CSU-Generalsekretär Dobrindt: Unverständnis von Parteifreunden
Foto: Peter Kneffel/ dpaMünchen - Der Innenminister geht auf Distanz, die Landesgruppenchefin sieht keinen Grund für die Debatte. Der Vorstoß von CSU-Generalsekretär Alexander Dobrindt, ein Verbotsverfahren gegen die Linke anzustreben, sorgt in der eigenen Partei für Unverständnis. Bundesinnenminister Hans-Peter Friedrich (CSU) machte am Montag vor einer Sitzung des CSU-Vorstands in München deutlich, dass er von den Gedankenspielen Dobrindts wenig hält. "Die Frage, vor der wir stehen, ist: Ist es richtig, die Linkspartei zu beobachten. Ich glaube, die Frage ist eindeutig mit Ja zu beantworten", sagte er. Die Linkspartei habe "große Einschlüsse" linksextremistischer Gruppierungen und müsse somit beobachtet werden. Das sei die einzige Fragestellung, mit der er sich auseinandersetze, so Friedrich.
Auch Landesgruppenchefin Gerda Hasselfeldt ging auf Distanz zu Dobrindt. "Ein Verbotsverfahren bei den Linken sehe ich derzeit nicht", sagte sie. Dafür gebe es im Moment keinen Anlass. Auf die Frage, ob es klug von Dobrindt sei, ein Verbot der Linkspartei in die Debatte zu bringen, sagte sie: "Das ist die Entscheidung jedes einzelnen, was er gerade in die Debatte bringt. Ich kann nur für mich sprechen."

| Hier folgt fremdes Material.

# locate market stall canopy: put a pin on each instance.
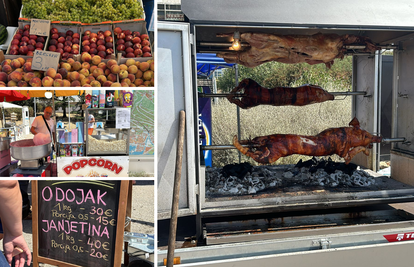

Dobrindt hatte am Sonntagabend gesagt: "Ich denke, wir sollten alle Anstrengungen unternehmen, dass wir mittelfristig auch zu einem Verbotsverfahren kommen." In der ARD-Sendung "Günther Jauch" plädierte der CSU-General dafür, sogar alle 76 Bundestagsabgeordneten der Linken vom Verfassungsschutz beobachten zu lassen. "Es wäre richtig, die Beobachtung zu intensivieren, dass alle beobachtet werden und dass man dies auch in allen Bundesländern tut", sagte er. "Natürlich kann am Ende auch der Gang nach Karlsruhe stehen und sich die Frage nach einem Verbotsantrag stellen", sagte Dobrindt. "Wesentliche Teile der Partei lehnen das Grundgesetz ab."
"Sprache eines Despoten"
Aus den Reihen der Opposition kam scharfe Kritik am CSU-Generalsekretär. Der Parlamentarische Geschäftsführer der Grünen-Fraktion, Volker Beck, nannte Dobrindts Forderung nach einer Überwachung aller Linken-Abgeordneten absurd. "Aus Dobrindts Herzen spricht die Sprache eines Despoten", sagte Beck am Montag in Berlin.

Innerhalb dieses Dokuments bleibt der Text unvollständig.